Noble also appeared as a drunken Santa who staggers around London in the video for Malcolm Middleton's 2007 Christmas single, "We're All Going To Die".

Noble also continues to pursue his career as an artist. His solo work has featured a performance at 2007's Bonkersfest! festival, Kim Noble Will Invest in You at Alma Enterprises, and Considerations for an Island Race at Whitstable Biennial 2008.

In April 2009 at the Soho Theatre, he premiered Kim Noble Will Die, billed as a multi-media suicide note, in which he discussed his mental illness and suicidal impulses at length, noting his plans to throw himself to his death from Waterloo Bridge on 27 May 2009. He performed a version of the same show at the 2009 Edinburgh Festival, where he threatened to jump to his death from Edinburgh's North Bridge. The show gained an unprecedented 6 stars out of 5 in Time Out London, describing Noble as "a genius".

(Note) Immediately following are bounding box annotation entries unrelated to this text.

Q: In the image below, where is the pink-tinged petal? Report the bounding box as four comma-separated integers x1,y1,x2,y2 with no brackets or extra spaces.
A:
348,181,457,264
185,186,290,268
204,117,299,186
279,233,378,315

As of March 2013, he remains alive and has an exhibition taking place at Market Gallery, Glasgow.

===You're Not Alone===
He apparently worked undercover for 6 months in B&Q a british hardware store, wearing the same uniform as staff members, without any one knowing. Details of this were recorded and used for a live show. His critically acclaimed show premiered at The Traverse Theatre Edinburgh in August 2014 and was almost cancelled after the first night due to moral and ethical issues with the show. However, it went on to play Soho Theatre for 10 weeks and won a Total Theatre Award in 2014 and was nominated for two Chortle Awards.

===Futile Attempts podcast===
In 2020, Noble released a podcast called Futile Attempts (At Surviving Tomorrow). The podcast is part documentary part comedy part audio soundscape. Described by The Guardian as "bleak, blissed-out game of chicken with the abyss, in 20-minute audio instalments." It was nominated for Best Comedy Award by the Radio Academy Awards.

=== Lullaby For Scavengers ===
Lullaby For Scavengers is billed as the third part of a theatrical trilogy on loneliness and connection. Following the provocative hit shows Kim Noble Will Die and You’re Not Alone. For the show, Noble lived next to a fox den in London and befriended a fox family, recording the results. The show was produced by Belgium-based arts centre CAMPO.

===Other work===
According to his website, a book is in production.